Axisymmetric analysis of laminating process for a round interlock and radial stress distribution.

In this report, the interlocking process was only modeled up to lamination of four sheets in order to save simulation time. Figure 13 shows the bottom dead center condition, when the tools are in contact with the top and the bottom surfaces of the layered part from both sides. Figure 14 shows the condition after unloading, that is, after the upper tool was released and separated from the part. The contour map in Fig. 14 shows the radial stress distribution from the interlock center axis, which is the same direction as that of the X-ray stress measurement.

Fig. 14

Radial stress distribution around an interlock after release of upper tool.

As a representative stress distribution in this simplified model, focusing on the second layer below the top layer, the residual stress level was evaluated along the arrow line at the thickness center of the blank. The horizontal axis of Fig. 15 starts from the wall of a protrusion and indicates the distance from that point along the arrows in Figs. 13 and 14. In the X-ray evaluation, after embedding an interlocked sample in resin, the sample was cut at the center of a round interlock as shown in Fig. 11 and chemically polished, and then the radial residual stress along the half thickness line from the wall of a protrusion was measured. Figure 15 shows the experimental and simulation results. Partly because the analysis model has only 4 layers, the stress state just after bottom dead center, when constraint by the tools is strong, is much closer to the X-ray measured data than that after the upper tool was released. In the near future, it is expected to be possible to estimate the stress distribution with accuracy by increasing the number of layers in the analysis model and thereby imposing stronger constraint by the interlocks. However, even with the relatively simple analysis model in this section, it was possible to make a rough estimation of the residual stress around an interlock which was close to the measured results.

Fig. 15

Comparison of residual stress distribution.

5. Conclusion

A piercing simulation of a hot-rolled steel sheet, a shearing simulation and interlocking simulation of cold-rolled sheets were carried out, and the results were compared with the experimental results. Even though this was a simple elasto-plastic simulation based on the results of a uniaxial tensile test of the material and identification of the ductile fracture criterion proposed by Cockcroft, it was found that the cut surface shape and residual stress distribution were in good agreement with the experimental results in all cases.

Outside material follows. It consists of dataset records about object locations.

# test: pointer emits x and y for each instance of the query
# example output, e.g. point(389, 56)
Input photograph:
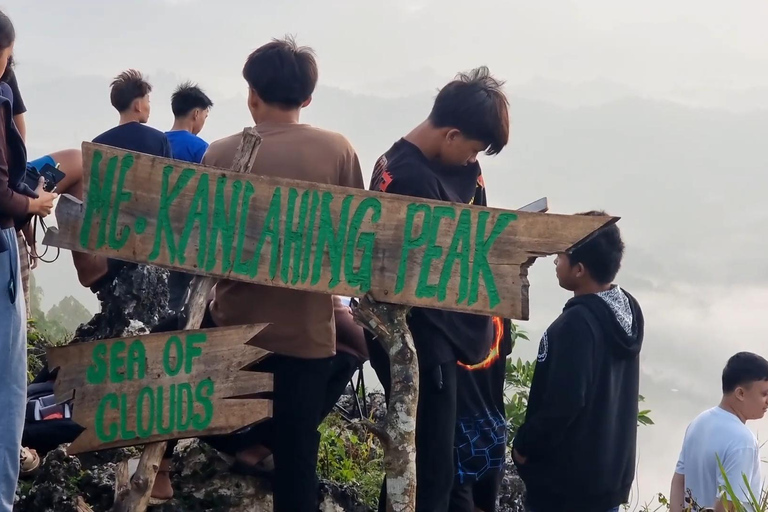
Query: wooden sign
point(161, 386)
point(308, 236)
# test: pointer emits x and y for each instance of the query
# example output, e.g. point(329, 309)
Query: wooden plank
point(308, 236)
point(138, 497)
point(162, 386)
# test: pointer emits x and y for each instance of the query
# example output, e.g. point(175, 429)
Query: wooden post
point(140, 488)
point(397, 431)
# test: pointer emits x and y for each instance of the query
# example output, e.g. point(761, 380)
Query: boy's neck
point(590, 288)
point(423, 137)
point(129, 117)
point(726, 405)
point(276, 115)
point(182, 124)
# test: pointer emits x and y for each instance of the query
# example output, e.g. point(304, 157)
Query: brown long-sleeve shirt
point(12, 204)
point(302, 323)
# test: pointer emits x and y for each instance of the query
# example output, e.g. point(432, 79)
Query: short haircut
point(187, 97)
point(475, 104)
point(601, 254)
point(127, 87)
point(7, 32)
point(743, 369)
point(282, 73)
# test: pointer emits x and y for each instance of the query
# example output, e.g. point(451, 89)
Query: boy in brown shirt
point(281, 78)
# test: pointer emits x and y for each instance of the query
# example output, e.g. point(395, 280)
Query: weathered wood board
point(309, 236)
point(162, 386)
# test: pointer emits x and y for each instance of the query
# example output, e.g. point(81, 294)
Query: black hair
point(602, 253)
point(474, 103)
point(127, 87)
point(282, 73)
point(742, 369)
point(187, 97)
point(7, 32)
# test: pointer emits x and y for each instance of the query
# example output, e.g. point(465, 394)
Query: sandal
point(133, 465)
point(29, 461)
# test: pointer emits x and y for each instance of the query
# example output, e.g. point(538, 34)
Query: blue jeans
point(13, 368)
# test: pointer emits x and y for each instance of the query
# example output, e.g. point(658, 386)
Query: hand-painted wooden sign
point(308, 236)
point(161, 386)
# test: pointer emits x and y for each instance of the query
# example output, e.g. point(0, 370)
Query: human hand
point(42, 205)
point(33, 257)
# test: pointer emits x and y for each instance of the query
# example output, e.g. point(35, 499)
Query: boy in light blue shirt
point(190, 107)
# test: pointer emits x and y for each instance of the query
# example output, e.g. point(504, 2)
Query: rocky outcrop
point(134, 298)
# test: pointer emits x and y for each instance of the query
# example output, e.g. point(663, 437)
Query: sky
point(653, 110)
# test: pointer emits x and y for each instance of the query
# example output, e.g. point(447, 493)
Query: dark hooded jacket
point(579, 434)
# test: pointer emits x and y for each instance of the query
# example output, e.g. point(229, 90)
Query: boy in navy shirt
point(190, 107)
point(129, 95)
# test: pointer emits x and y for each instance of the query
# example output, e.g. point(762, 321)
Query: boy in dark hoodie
point(576, 449)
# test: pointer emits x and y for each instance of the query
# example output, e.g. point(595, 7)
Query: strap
point(35, 220)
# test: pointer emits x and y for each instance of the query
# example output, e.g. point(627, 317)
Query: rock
point(133, 301)
point(512, 491)
point(201, 479)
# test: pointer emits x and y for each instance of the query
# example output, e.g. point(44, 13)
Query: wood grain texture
point(220, 224)
point(111, 388)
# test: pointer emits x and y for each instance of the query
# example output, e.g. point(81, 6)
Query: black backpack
point(46, 423)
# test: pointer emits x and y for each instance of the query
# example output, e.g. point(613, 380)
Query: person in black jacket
point(576, 449)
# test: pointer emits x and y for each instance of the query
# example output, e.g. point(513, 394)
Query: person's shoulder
point(152, 132)
point(222, 149)
point(106, 135)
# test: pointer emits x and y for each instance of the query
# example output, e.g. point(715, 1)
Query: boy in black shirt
point(576, 449)
point(130, 96)
point(470, 115)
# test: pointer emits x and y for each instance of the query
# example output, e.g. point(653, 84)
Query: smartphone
point(52, 177)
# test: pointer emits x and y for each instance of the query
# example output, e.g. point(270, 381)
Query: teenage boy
point(281, 78)
point(576, 448)
point(438, 160)
point(129, 95)
point(190, 106)
point(722, 432)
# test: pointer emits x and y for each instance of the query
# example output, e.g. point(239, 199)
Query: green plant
point(37, 342)
point(517, 387)
point(351, 455)
point(642, 415)
point(756, 502)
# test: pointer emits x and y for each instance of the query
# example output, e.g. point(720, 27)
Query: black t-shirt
point(481, 426)
point(16, 100)
point(440, 336)
point(136, 137)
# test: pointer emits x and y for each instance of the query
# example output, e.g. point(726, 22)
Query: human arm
point(165, 150)
point(567, 367)
point(200, 152)
point(677, 493)
point(19, 108)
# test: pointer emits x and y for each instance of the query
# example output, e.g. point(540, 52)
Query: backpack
point(46, 423)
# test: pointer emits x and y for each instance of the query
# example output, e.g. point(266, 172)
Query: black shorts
point(480, 494)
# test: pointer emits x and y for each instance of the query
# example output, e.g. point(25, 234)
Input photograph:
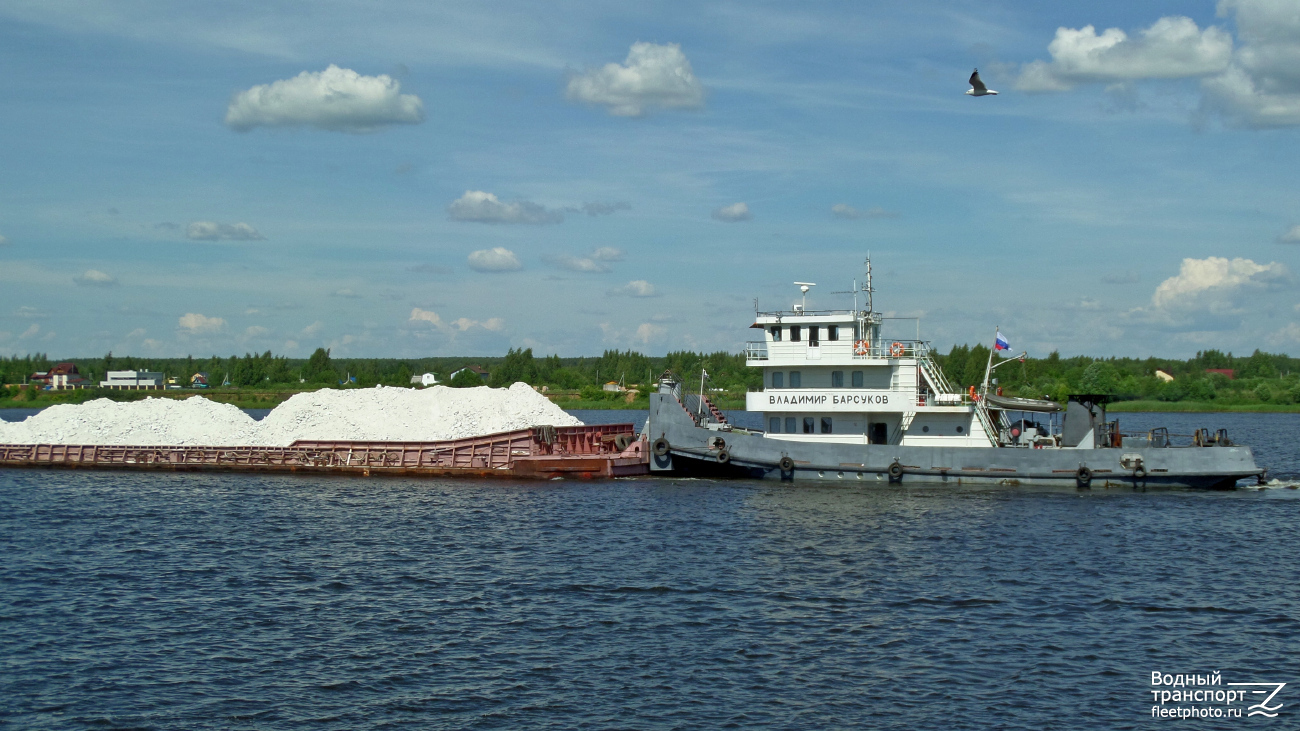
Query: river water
point(252, 601)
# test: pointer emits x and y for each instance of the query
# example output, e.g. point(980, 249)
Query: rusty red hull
point(607, 450)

Based on a more extensive and detailed investigation of the effects of forming conditions and material properties, this analysis method is expected to become a powerful tool for reducing the plastic strain level and residual stresses in the near future.

Finally, there are also remaining tasks for improving the accuracy of the above-mentioned simulations; these include consideration of stress triaxiality and an increase in the number of interlocked layers. Considering the cost of manual data preparation and computational time, improvement of this analysis method and fine tuning of the analysis conditions should be carried out in accordance with the goals of actual simulations.